Five simple money moves that take just five minutes

Meaningful progress on your money doesn’t require hours; it can happen in short, focused bursts. Here are five simple money moves, each designed to take just five minutes. Set your timer and let’s go!

Spend five minutes cancelling or simplifying one thing

Choose one small area to simplify. This could mean cancelling (or downgrading) a subscription you no longer use or could do without. It might involve reviewing your calendar and cutting back on your social plans; reducing the sheer number of plans and/or simplifying them to save money (swapping a dinner date for a coffee and a walk).
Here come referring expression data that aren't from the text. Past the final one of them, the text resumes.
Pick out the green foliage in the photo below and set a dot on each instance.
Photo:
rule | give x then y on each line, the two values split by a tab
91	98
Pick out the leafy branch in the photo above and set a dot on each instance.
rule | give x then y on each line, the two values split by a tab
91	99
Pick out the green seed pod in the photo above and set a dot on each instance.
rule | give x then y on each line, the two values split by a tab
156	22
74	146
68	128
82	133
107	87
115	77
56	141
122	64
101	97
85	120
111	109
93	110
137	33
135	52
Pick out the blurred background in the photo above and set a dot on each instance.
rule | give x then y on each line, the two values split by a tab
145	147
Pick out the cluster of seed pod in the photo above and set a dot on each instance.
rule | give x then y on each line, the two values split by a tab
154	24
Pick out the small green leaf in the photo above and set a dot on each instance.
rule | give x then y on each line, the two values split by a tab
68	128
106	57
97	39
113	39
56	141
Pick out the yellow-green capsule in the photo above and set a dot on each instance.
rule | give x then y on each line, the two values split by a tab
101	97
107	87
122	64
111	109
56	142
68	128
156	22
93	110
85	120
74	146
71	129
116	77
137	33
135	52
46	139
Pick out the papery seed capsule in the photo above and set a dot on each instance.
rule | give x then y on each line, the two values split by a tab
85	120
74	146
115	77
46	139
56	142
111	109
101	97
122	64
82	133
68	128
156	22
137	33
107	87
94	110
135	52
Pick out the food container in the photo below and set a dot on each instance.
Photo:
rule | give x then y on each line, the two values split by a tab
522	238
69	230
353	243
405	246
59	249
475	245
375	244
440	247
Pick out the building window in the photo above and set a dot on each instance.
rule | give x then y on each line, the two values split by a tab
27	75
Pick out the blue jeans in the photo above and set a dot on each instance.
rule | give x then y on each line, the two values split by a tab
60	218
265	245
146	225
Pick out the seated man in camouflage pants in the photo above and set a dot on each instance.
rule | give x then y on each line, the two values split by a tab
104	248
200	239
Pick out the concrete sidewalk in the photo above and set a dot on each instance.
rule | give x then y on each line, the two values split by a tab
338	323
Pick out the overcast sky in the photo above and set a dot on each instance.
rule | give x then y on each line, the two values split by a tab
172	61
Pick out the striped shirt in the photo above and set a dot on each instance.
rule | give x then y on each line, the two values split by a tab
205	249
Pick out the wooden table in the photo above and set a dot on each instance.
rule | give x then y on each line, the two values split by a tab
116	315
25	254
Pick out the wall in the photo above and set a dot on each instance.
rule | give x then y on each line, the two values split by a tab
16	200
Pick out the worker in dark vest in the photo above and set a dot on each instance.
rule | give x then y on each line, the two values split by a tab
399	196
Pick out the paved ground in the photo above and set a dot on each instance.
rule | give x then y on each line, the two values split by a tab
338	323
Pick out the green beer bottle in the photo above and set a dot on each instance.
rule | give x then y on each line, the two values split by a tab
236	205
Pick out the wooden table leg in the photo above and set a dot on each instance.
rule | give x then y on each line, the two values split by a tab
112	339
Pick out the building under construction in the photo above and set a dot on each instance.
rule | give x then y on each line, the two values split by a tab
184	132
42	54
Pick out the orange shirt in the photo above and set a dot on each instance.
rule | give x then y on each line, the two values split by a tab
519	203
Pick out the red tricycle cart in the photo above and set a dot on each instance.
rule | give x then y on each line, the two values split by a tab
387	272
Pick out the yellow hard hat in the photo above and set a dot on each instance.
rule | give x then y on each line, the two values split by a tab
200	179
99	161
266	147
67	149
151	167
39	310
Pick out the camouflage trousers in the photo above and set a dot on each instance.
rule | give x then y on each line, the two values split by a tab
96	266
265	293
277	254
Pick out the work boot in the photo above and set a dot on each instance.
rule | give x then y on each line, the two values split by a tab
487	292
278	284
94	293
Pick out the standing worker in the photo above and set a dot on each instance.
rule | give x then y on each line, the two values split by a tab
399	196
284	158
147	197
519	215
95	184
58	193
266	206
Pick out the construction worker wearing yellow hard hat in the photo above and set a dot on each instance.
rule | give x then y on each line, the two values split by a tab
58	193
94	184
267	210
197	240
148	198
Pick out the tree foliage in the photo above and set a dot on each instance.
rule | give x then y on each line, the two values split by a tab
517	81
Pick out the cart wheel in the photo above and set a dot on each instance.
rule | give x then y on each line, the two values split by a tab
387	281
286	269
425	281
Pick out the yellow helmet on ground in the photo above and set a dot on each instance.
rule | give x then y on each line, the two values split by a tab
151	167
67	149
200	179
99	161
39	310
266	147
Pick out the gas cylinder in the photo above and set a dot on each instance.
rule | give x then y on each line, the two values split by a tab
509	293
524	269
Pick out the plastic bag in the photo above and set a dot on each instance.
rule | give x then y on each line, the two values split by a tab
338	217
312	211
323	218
Unsubscribing from retail emails that trigger impulse spending and removing a stored payment method from a shopping app are also great actions.

By spending just five minutes on this first task, you’ll achieve a quick win (money saved!), and reduce financial friction, making this five-minute fix highly repeatable.

Spend five minutes reviewing one policy

They’re probably still in their respective envelopes and/or attached to an unopened email. It’s time to open just one insurance policy. It could be for your home, auto, life, disability, critical illness, and if you’re a self-employed person, it might be your professional liability insurance.

Take five minutes to skim the coverage amounts, renewal date, and monthly or annual cost. Put the policy through AI to help digest the critical details instantly and to give you a summary of your coverage. Ask yourself one question: does this still reflect my life today? If your life circumstances changed, it’s time to update your coverage.

You’re not trying to optimize or shop around at this moment. You’re simply checking for anything that feels outdated or off. If something stands out, flag it and mark your calendar to take action on it when you’ve got time over the coming weeks. This one small check can save you from being overinsured, underinsured (very risky), or paying for something you no longer need.

Spend five minutes creating a micro savings goal

Open your banking app and decide on one small, specific savings goal that’s achievable and immediate. This could be a total sum like $500 over the next six weeks ($83 per week). Or, it could be a goal of a certain weekly or daily amount, with an indefinite timeline on it. If your budget is tight, this might work out to $25 per week. If you’ve got more flexibility, you may want to try $27.40 per day to reach $10,000 within a year.

Then write it down in your notes app or label a savings account with that goal’s nickname. Automate it with your banking app. Schedule it to happen right after your paycheque hits, so the money moves before you have a chance to spend it.

A clearly defined goal gives your money direction. Start small. Your capacity to save will grow as you implement these other five-minute fixes, freeing up your cash flow.

Spend five minutes scanning over your last 30 transactions

Log into your bank or credit card account and open your recent transactions. Carefully scroll through your last 30 or so purchases. You’re not analyzing everything, or chastising yourself for spending too much. You’re just noticing. Did anything surprise you? Are there small, recurring charges you’ve ignored? Have certain expenses crept up? Do any of the transactions seem wasteful, or totally worth it?

If you spot something unnecessary, act immediately. Cancel it, make a note to revisit it, or transfer an equivalent amount into savings. This quick scan helps catch small leaks before they turn into bigger ones. Most of the time, these leaks can be stopped with a few simple clicks to cancel.

Spend five minutes doing a ‘use it first’ check

Before making your next purchase, pause for five minutes and do a quick inventory of what you already own. Open your closet, your kitchen cabinet, your garage, or even just your mental list, and ask yourself a simple question: do I already have something that could serve this purpose?

Most of the time, the answer is yes. You already have clothes you haven’t worn, tools you haven’t used, or products you haven’t finished. That quick check can stop an unnecessary purchase before it happens. This five-minute habit doesn’t just save money, it increases the value of what you already own by bringing down your cost per use.

What actually keeps that momentum going isn’t a big overhaul. It’s these small, repeatable actions.